'Reifenflüsterer' und 'DTM'. Zwei Begriffe, die in der Historie der Tourenwagenserie wohl nie im gleichen Satz verwendet wurden. Vielmehr hörte man immer wieder von den 'Holzreifen', also Reifen, die quasi unzerstörbar waren. Wegen der zwei Pflichtboxenstopps und der harten Mischung gab es so etwas wie Reifenprobleme eigentlich nie in der DTM. Seit 2013 ist alles anders. Die Einführung der schnellen Option-Reifen von Hankook hat die Tourenwagenserie auf ein neues Level angehoben. Plötzlich ist die richtige Reifenstrategie einer der wichtigsten Faktoren in jedem Rennen. Gleichzeitig mit den Options begann auch die Ära der Reifenflüsterer - Piloten, die besser als andere auf ihr Material in den Radkästen achten und sich dadurch einen Vorteil verschaffen.

Am Norisring verlor Ekström nicht wegen Reifenproblemen..., Foto: Audi
Am Norisring verlor Ekström nicht wegen Reifenproblemen..., Foto: Audi

Vor dem Saisonauftakt in Hockenheim unterhielt sich Motorsport-Magazin.com ausführlich mit Hankooks Chefingenieur Michael Eckert. Noch vor dem ersten Rennen war sich der Reifenhersteller sicher: Mattias Ekström gehört zu eben diesen Reifenflüsterern. Acht Rennen später ist klar: Hankook hatte Recht, der Eindruck während der Testfahrten vor Saisonbeginn bestätigte sich auch an den Rennwochenenden. "Mattias ist sehr sensibel, was die Reifen angeht", sagte Eckert gegenüber Motorsport-Magazin.com zuletzt am Nürburgring. "Seit Jahren gibt er bei den Testfahrten absolut zutreffende und reproduzierbare Kommentare zu den Reifen. Bei ihm ist das mit am stärksten ausgeprägt."
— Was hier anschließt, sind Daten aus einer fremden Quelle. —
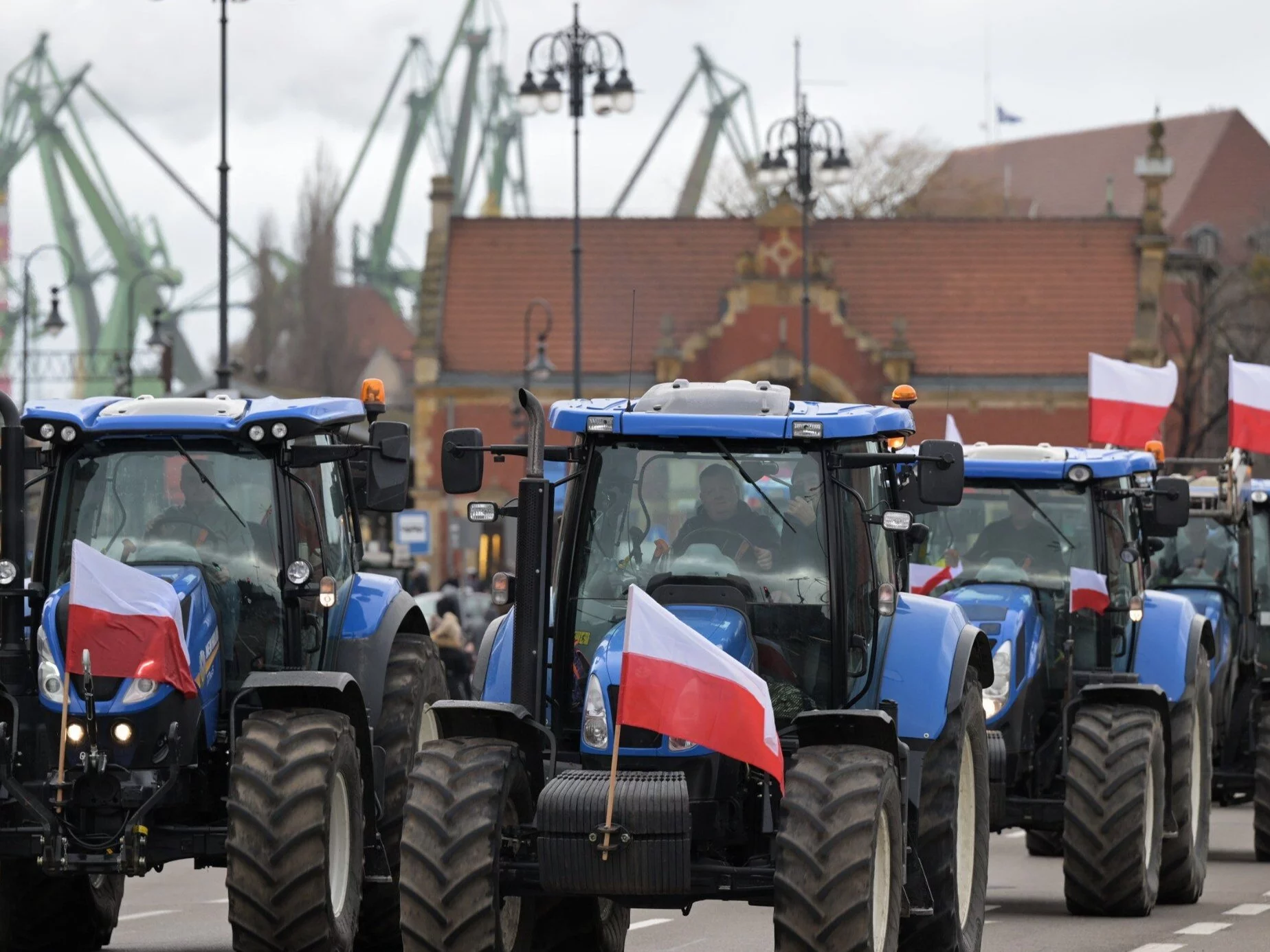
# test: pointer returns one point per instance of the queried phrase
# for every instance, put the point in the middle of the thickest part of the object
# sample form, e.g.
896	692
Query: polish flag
1128	403
127	620
924	579
1250	407
1090	591
678	683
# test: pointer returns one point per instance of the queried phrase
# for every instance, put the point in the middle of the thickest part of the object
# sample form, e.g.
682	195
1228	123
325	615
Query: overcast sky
310	73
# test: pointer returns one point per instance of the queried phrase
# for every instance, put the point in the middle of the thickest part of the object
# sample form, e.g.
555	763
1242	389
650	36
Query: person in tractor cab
1021	537
720	508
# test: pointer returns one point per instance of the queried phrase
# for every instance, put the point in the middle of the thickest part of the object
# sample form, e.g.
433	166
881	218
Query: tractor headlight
47	676
594	718
996	696
140	690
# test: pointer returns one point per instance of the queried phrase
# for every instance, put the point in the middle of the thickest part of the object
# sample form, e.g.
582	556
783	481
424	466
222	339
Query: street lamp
125	383
803	137
576	52
55	324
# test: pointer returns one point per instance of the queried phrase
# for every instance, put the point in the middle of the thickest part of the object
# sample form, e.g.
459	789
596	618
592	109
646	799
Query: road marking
153	913
644	923
1247	909
1203	928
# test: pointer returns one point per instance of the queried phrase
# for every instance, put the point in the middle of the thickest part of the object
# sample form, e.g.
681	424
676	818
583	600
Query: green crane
722	122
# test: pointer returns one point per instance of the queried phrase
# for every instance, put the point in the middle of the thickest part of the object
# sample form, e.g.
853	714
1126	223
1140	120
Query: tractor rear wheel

Vorteil Ekström: Noch nie war ein gutes Reifenverständnis wichtiger als in dieser Saison. Die Option-Reifen bieten gegenüber ihren Standard-Pendants einen enormen Performance-Vorteil, auf manchen Strecken war der Option eine Sekunde schneller pro Runde. Jedes Team und jeder Fahrer weiß: Wer die Option-Mischung am längsten nutzen kann, bevor sie abbaut, verschafft sich dadurch einen riesigen Vorteil. Vor allem Audi hat die Options dieses Jahr voll im Griff, Fahrer des A5 RS DTM-Boliden fahren die schnelle Variante meist länger als ihre Konkurrenten von Mercedes und BMW. "Die Fahrzeugkonzepte unterscheiden sich und daraus entstehen verschiedene Strategien, wo der Option aufgrund des Setups länger hält als bei den Wettbewerbern", erklärte Eckert mit Blick auf Audi.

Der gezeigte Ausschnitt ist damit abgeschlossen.